Purification of GFP-related proteins.

The GFP-related proteins in the periplasmic space of the C. hutchinsonii strain were purified by anti-GFP tag nanobody-conjugated agarose beads (Engibody, Shanghai, China) following the manufacturer’s instructions.

Protein preparation for liquid chromatography-tandem mass spectrometry analysis.

The proteins in the SDS-PAGE gel were reduced with dithiothreitol (DTT) and then alkylated with iodoacetamide. Trypsin was used to further digest the proteins. The resulting product was acidified with trifluoroacetic acid (TFA) and then analyzed by liquid chromatography-tandem mass spectrometry (57).

Detection of glycosylation.

The purified GFP-related proteins on the SDS-PAGE gel were stained by periodate-Schiff chemicals (58). The purified proteins were also transferred to a PVDF membrane by semidry electrophoresis and then probed with ConA lectin per manufacturer’s instructions.

Deglycosylation of protein.

Proteins were processed using a deglycosylation kit (Rhinozyme, Suzhou, China) per the manufacturer’s instructions. The kit utilizes peptide-N-glycosidase F, which is specially designed for N-glycosylation. Then processed proteins were separated, blotted, and probed with anti-GFP rabbit MAb to detect the deglycosylation of GFP-related proteins.

Real-time quantitative PCR analysis.

The cells of the WT^GFP-CTD and N²⁷⁶Q strains were harvested when the optical density at 600 nm (OD₆₀₀) was 0.7. Then the total RNA was extracted referring to the method by Guan et al. (59). Quantitative PCR was performed with the SYBR green Premix Pro Taq HS qPCR kit (AG, Hunan, China) on a LightCycler 480 system. The relative quantitation/comparative threshold cycle (ΔΔC_T) method was used to analyze data from three biological repeats of C. hutchinsonii (60). The 16S rRNA gene served as an endogenous control.

Construction of the chu_3842 deletion mutant.

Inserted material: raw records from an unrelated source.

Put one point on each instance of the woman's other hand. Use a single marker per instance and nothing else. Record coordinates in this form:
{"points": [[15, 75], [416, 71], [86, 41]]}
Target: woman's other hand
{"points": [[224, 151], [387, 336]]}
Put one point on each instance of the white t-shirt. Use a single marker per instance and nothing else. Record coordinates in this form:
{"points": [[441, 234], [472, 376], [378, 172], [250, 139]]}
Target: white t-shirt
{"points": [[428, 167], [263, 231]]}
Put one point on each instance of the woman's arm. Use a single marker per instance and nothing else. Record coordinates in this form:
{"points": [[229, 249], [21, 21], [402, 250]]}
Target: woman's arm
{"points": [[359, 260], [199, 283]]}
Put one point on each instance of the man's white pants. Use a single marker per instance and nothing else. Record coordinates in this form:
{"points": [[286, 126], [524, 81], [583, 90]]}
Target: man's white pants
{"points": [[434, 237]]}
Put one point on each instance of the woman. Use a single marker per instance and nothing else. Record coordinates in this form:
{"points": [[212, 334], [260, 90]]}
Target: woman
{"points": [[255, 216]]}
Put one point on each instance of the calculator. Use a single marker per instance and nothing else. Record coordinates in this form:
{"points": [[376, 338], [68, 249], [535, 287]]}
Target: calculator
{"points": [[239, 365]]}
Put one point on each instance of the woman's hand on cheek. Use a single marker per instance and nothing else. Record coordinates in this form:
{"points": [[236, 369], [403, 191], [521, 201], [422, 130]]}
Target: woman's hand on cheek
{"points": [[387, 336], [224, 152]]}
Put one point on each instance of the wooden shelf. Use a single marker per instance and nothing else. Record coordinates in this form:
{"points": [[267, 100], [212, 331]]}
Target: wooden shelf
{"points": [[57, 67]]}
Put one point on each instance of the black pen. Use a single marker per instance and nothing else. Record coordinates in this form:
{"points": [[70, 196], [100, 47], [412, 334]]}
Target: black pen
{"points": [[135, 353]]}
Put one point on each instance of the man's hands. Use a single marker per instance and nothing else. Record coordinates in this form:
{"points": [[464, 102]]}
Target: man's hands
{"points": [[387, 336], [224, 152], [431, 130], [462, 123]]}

The 3842H1 fragment, of about 2.5 kbp, containing the region upstream of chu_3842 and the first 291 bp of chu_3842 was amplified using primers 3842H1F and 3842H1R. 3842H1 was ligated to the pTSK plasmid through the SacΙ and SalΙ sites, generating pTSK-3842H1. The 3842H2 fragment, of approximately 2.5 kbp, was amplified using primers 3842H2F and 3842H2R. The fragment included the last 478 bp of chu_3842 and the region downstream of chu_3842. 3842H2 was cloned into pTSK-3842H1 through the NcoΙ and BamHΙ sites, producing pTSK-3842H1H2. Other procedures were as previously described. The chu_3842 deletion mutant was complemented using the complementation plasmid pCH. The fragment including chu_3842 and its promoter was obtained with primers C3842F and C3842R. Then it was ligated into pCHF by the SacΙ and SalΙ sites, generating pCHF-3842. Plasmid pCHF-3842 was electroporated into the Δ3842 mutant. Chloramphenicol was used to select the transformants.

Phenotypic assay of the Δ3842 mutant.

The periplasmic proteins of C. hutchinsonii strains were enriched using ConA lectin affinity chromatography per the manufacturer’s instructions. The disk diffusion test of susceptibility of cells to chemicals was performed as described by Bai et al. (61). The agents were sodium dodecyl sulfate (10%), dithiothreitol (2 mM), and cumene hydroperoxide (2 mM). For the quantitative detection of susceptibility, cells of the WT and Δ3842 mutant in the same growth phase were treated with different chemicals, and the absorbance at 600 nm was monitored. The filter paper degradation and colony spreading assay were conducted as previously described by Guan et al. (59). Cellulase activity was detected as described by Wang et al. (21). Significance of the data was calculated using Student’s t test. The protein concentration was quantified as described by Bradford (62). The data are the averages and standard deviations from three independent experiments.